Frank and Gaussian copula functions show that data in the historical and future periods have symmetric dependence in upper and lower tails. Frank and Gaussian copula functions were used for joint modeling in the historical and future periods. Awareness that precipitation and temperature simultaneously exceed a certain value is very useful for improving water resources systems under climate change condition in future.
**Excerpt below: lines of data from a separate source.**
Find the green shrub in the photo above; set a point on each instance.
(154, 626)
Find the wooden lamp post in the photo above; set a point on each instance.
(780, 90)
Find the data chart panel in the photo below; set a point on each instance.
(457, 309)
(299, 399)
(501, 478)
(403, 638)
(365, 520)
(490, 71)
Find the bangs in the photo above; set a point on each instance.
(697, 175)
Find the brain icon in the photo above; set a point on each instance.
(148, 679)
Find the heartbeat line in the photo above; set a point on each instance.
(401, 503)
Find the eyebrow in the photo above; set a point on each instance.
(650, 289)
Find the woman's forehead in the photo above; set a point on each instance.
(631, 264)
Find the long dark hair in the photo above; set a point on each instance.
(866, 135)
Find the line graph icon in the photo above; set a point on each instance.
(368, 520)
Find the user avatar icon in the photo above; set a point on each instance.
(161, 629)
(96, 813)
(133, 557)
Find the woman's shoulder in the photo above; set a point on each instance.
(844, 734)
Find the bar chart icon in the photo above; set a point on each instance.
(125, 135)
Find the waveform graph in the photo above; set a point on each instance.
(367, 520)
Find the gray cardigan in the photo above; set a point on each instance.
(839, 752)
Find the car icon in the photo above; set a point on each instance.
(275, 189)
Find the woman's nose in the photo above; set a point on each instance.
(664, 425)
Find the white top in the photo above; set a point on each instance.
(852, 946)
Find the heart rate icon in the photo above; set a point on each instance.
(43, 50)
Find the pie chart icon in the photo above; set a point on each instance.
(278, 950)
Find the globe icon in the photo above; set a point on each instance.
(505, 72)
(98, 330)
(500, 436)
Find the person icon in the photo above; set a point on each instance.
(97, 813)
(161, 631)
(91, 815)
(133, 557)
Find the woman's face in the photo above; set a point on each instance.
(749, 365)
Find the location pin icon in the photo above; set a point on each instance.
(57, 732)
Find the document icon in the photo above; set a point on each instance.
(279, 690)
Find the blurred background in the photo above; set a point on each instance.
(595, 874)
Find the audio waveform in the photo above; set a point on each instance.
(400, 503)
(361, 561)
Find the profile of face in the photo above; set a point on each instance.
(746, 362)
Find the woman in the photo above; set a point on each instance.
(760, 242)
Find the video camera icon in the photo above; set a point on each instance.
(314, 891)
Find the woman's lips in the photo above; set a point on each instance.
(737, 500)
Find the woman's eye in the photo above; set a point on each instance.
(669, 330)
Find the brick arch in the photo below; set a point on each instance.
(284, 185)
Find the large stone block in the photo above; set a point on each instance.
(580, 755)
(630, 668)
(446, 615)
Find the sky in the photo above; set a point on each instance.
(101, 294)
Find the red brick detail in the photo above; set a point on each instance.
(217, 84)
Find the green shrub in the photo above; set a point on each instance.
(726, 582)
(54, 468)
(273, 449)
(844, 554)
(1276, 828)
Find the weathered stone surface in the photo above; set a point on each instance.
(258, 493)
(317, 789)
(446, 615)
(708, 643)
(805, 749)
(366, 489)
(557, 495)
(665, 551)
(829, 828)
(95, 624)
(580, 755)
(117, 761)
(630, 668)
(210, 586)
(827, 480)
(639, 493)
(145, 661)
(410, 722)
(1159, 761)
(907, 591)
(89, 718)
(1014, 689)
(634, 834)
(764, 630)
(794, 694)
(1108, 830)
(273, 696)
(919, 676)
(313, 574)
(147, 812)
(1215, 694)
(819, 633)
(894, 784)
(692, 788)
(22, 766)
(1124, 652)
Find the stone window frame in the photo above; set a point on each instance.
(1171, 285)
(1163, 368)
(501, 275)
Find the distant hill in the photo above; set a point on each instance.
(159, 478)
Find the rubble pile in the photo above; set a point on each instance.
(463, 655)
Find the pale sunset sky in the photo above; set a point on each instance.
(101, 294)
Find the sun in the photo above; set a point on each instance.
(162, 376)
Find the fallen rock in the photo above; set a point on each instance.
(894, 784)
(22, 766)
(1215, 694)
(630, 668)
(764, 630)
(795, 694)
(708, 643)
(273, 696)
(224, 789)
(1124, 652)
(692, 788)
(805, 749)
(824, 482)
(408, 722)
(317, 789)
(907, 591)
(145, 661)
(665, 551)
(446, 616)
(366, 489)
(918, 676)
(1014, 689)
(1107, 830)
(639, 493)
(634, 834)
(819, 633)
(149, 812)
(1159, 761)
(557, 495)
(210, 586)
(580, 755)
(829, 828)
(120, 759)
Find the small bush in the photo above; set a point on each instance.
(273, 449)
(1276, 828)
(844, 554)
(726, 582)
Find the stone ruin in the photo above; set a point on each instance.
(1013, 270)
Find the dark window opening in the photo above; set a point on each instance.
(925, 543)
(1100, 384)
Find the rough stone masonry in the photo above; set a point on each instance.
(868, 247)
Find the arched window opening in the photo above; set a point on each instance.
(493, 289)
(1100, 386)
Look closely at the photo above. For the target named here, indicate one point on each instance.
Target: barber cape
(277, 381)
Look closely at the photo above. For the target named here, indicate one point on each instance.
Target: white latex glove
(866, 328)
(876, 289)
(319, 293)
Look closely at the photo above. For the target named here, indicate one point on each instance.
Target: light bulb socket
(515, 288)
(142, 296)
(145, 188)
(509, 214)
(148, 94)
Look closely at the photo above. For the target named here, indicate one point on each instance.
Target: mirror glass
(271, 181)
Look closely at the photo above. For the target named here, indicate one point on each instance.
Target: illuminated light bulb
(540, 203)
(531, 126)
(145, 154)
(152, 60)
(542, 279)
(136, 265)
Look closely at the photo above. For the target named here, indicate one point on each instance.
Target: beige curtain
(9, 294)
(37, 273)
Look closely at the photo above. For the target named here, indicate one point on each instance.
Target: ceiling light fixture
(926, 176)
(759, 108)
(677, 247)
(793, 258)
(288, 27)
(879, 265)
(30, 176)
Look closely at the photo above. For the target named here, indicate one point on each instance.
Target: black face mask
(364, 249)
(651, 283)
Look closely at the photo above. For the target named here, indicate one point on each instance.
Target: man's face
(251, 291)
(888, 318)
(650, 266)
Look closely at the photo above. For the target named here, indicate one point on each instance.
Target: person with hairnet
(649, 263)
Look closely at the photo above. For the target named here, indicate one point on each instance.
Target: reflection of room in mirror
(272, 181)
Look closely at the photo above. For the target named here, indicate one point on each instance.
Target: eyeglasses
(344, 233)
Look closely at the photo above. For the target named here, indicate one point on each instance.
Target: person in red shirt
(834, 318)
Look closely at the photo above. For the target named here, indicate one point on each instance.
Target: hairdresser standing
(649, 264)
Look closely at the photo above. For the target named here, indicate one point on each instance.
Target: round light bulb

The joint probability values showed that the probability of simultaneously exceeding temperature and precipitation with respect to the maximum precipitation and its corresponding temperature is higher in historical period than that in the future period under climate change. In addition, the probability that precipitation and temperature exceed the maximum temperature and its corresponding precipitation in historical period is higher than that in future under climate change condition. As a whole, joint modeling of precipitation and temperature for future under climate change condition can be used towards providing risk reduction strategies for extreme meteorological and hydrological events.

Data Availability

The data used to support the findings of this study are included within the article.

Conflicts of Interest

The authors declare that they have no conflicts of interest.